Lot Essay
This fantastical inkwell is a self-portrait of the great actor and artist Sarah Bernhardt in the form of a chimera or sphinx. She is thought to have sculpted it in 1879 when rehearsing for the role of Blanche de Chelles, the mysterious and demonic heroine of Octave Feuillet's play ‘Le Sphinx', and it was exhibited that same year in London, at 33 Piccadilly, and the following year in at the Union League Club, New York. A bronze edition was made by Thiébaut frères and other examples exist, but the present lot and another in the Royal Collection, are the only versions known without the Thiébaut foundry mark suggesting that this is a supremely rare early épreuve d’artiste - its casting in bronze overseen by Bernhardt herself. Furthermore the present lot is provenanced as a gift from Sarah Bernhardt to Sir Algernon Borthwick, later Lord Glenesk, and comes by direct descent to be offered here for the first time in its history.
Autoportrait en chimère is believed to be a personal self-reflection of the artist. Here, the strong symbolist influence of this sculpture is a departure from Bernhardt's more conventional or Romantic subjects. It illustrates not only her certain knowledge of the work of such artists as Auguste Moreau and Gustave Doré, but also more directly her own life. The inkwell appears to have been conceived on one level as a celebration of her role in Feuillet's play, and on a deeper level as an evocation of what Bernhardt perceived herself to be. As the critic Jules Lemaître described her ‘... [she is] a distant and chimerical creature, both hieratic and serpentine, with a lure both mystical and sensual’.
ÉPREUVE D’ARTISTE
In the summer of 1879 Bernhardt toured to London giving a triumphant performance of Racine’s dramatic tragedy Phèdre and began her rise as an international star. A private exhibition of Bernhardt’s painting and sculpture was organised at 33 Piccadilly, where the inkwell Autoportrait en chimère was shown. The exhibition was attended by Sir Frederic Leighton, Sir John Everett Millais, William Gladstone and the Prince and Princess of Wales (later King Edward VII and Queen Alexandra). In London, Bernhardt also gave private recitals, including at home for the newspaper proprietor Sir Algernon Borthwick (later Lord Glenesk) who had likely already met Bernhardt when he worked in Paris as the French correspondent for his father’s paper The Morning Post.
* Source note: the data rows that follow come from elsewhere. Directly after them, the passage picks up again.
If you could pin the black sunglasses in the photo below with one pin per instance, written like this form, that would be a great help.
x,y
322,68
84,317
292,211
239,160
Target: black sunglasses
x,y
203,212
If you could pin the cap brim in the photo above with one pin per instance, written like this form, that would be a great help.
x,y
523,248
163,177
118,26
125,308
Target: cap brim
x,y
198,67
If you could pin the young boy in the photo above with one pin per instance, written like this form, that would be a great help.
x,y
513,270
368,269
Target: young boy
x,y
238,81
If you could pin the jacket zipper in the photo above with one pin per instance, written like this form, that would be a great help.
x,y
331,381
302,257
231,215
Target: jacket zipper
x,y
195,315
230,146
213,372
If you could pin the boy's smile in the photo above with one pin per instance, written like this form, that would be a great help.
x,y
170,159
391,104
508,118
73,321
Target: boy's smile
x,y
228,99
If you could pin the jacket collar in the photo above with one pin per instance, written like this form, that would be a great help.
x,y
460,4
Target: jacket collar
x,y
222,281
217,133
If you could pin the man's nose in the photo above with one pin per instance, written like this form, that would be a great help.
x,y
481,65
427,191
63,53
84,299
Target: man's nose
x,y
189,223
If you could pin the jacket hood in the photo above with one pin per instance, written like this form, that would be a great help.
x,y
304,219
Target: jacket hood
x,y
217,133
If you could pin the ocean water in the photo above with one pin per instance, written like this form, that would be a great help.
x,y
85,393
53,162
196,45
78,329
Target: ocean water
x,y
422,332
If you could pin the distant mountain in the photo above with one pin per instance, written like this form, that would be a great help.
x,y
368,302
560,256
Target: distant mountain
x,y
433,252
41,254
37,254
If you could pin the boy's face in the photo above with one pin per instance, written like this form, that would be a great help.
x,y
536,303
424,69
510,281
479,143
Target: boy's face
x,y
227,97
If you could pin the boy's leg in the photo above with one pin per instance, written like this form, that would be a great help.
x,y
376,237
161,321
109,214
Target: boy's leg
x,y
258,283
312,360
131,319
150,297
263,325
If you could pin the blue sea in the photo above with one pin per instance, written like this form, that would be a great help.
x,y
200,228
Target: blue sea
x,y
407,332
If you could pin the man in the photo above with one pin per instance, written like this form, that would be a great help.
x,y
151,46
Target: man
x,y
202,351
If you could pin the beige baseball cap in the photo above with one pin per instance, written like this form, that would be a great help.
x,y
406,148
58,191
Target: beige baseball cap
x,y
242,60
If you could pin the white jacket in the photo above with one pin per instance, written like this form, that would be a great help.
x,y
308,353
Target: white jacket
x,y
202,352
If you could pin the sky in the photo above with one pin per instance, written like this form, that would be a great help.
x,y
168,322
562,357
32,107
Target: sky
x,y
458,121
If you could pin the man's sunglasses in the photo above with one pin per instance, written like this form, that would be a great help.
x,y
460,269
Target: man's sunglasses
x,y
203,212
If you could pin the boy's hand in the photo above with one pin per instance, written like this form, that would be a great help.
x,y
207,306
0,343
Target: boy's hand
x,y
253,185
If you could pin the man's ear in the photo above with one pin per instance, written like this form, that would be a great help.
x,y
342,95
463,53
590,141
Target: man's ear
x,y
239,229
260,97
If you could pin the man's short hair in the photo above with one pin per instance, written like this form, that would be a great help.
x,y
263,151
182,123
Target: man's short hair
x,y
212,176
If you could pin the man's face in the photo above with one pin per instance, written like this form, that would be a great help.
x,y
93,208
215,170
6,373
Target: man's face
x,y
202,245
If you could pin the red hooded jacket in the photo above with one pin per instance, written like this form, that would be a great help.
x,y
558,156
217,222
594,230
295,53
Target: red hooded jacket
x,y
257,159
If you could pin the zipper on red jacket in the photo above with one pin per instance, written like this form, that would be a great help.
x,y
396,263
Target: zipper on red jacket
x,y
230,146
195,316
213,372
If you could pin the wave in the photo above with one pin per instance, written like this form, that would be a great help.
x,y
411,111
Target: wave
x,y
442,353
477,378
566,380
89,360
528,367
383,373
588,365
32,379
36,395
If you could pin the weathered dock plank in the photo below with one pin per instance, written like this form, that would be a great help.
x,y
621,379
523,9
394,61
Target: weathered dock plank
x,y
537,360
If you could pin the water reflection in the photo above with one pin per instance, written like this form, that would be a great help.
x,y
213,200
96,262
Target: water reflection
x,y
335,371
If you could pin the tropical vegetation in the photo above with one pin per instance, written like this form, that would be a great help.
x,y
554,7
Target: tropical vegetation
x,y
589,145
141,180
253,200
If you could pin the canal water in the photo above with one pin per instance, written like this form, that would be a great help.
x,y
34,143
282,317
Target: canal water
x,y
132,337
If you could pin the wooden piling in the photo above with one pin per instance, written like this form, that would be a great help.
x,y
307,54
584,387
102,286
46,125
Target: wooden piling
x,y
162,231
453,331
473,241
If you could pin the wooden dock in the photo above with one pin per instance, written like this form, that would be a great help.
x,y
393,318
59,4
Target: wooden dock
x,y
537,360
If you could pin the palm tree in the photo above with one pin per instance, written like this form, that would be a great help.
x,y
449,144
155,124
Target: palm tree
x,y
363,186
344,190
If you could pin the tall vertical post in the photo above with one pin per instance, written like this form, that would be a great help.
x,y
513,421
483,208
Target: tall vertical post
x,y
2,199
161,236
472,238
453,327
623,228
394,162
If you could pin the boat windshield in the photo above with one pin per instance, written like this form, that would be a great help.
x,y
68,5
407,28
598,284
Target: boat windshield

The following year a French periodical records that ‘Mlle Sarah Bernhardt, upon her return from Brussels, held a dinner last night at avenue de Villiers along with her friends and Sir Algernon Borthwick… Sarah’s small hôtel was brilliantly lit, as was the large studio in which a small and intimate soirée was held.’ (Gil Blas, 13 August 1880, p. 1).
Bernhardt presented her self-portrait inkwells to friends and patrons and this example was perhaps a gift of thanks for Sir Algernon Borthwick’s support. The pre-eminence of the present lot as an early, or first, bronze cast is corroborated by the absence of the Thiébaut Frères foundry inscription, as the only other known example without the foundry inscription is in the Royal Collection (RCIN 7275), and was almost certainly a gift to the Prince of Wales (later Edward VII) who also greatly admired Bernhardt and did much to facilitate her introduction to London society. It is likely therefore that Sir Algernon and the Prince of Wales were given their respective inkwells in 1879/80 placing them as early épreuves d’artiste and predating the Thiébaut Frères foundry edition.
EDITIONS
The tinted plaster is at the Musée Carnavalet, Paris (S 3375). Subsequent to the present lot and the Royal Collection version there was a bronze edition of the same size cast by the Thiébaut Frères foundry, as well as a smaller reduction of the model. Known examples of the bronze edition have the foundry inscription 'Thiébaut frères – Fondeurs – Paris' and are inscribed ‘1880’:
- Museum of Fine Arts, Boston (inv. 1973.551a-d), acquired in 1973.
- Virginia Museum of Fine Arts, Richmond, VA (99.24a-c).
- Christie's, London, 2 May 1996, lot 145.
- Christie's, London, 23 September 2010, lot 318.